La tragedia de Pozzetto generó libros variados -desde investigaciones judiciales hechas por un experto en ese caso particular, Edwin Olaya, hasta literatura que invoca a Satanás y aquella reunión que nunca se pudo dar entre Mario Mendoza y el señor de cincuenta y tantos años que estudiaba con él en la Universidad Javeriana-, la tragedia de Pozzetto también fue explicada a partir de un clásico de las letras por el entonces psiquiatra Luis Carlos Restrepo, que acudió a las páginas del Doctor Jekyll y Mr Hyde de Robert Louis Stevenson para deducir que en aquel hombre de pelo al ras y que se secaba cada mañana después de ducharse con cantidades industriales de papel higiénico, cohabitaba el bien y el mal en permanente lucha. Restrepo llegó a tal conclusión después de enterarse además que el hombre, que había combatido en Vietnam y alguna otra guerra centroamericana, utilizaba la novela ya mencionada para enseñar inglés a una familia que vivía en el barrio La Alhambra y que puso también sus víctimas en esa jornada triste.

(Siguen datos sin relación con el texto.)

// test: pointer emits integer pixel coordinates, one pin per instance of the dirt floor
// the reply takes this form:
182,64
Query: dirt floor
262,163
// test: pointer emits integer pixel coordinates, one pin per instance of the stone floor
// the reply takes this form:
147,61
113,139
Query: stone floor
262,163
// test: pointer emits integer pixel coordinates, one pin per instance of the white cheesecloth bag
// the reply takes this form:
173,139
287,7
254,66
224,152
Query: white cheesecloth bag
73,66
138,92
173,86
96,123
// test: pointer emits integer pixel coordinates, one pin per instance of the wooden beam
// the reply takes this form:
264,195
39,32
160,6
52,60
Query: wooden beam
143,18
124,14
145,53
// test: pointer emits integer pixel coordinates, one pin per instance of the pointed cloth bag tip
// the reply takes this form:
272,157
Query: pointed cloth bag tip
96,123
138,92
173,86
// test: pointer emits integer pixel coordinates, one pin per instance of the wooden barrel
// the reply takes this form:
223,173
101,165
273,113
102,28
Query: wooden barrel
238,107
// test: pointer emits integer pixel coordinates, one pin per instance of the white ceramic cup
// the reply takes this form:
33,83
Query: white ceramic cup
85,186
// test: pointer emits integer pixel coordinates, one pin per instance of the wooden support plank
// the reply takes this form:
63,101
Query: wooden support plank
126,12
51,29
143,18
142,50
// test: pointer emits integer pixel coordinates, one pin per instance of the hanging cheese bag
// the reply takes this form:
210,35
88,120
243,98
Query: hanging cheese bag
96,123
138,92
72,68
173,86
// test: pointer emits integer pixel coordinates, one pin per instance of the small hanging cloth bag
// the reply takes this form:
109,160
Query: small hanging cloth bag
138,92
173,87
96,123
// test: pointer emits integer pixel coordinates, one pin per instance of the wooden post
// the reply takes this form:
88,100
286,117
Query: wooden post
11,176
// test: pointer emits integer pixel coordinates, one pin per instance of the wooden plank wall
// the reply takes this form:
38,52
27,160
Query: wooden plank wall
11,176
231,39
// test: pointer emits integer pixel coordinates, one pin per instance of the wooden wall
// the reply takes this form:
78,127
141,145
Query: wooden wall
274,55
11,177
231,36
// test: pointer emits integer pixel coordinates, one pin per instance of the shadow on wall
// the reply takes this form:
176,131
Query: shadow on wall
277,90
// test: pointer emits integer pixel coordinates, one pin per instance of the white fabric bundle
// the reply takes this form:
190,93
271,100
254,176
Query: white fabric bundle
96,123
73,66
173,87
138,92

Y ese recuerdo que hoy lleva 32 años vivo en la mente de los mayores de 40 quedó ligado a una hazaña que quedó cubierta por el dolor de Pozzetto, que se opacó por cuenta de aquella noche de sangre: la clasificación a la final de los Juegos Odesur en fútbol, eliminando a Brasil por penales.
Aquél equipo lo dirigía Jorge Luis Bernal y allí estaban James Rodríguez papá, Dorian Zuluaga, Winston Girón -autor de un gol clave ante Uruguay en primera fase- y Hernán Torres, entre otros.
No había cabeza para pensar en eso en aquel instante. Hoy, 32 años después, vale el recuerdo de esa selección armada a la colombiana -a la brava- que hizo un papel muy digno, alcanzando el subcampeonato de aquellos juegos, pero que se quedó oculta por cuenta de una de las noches más dolorosas vividas en Bogotá.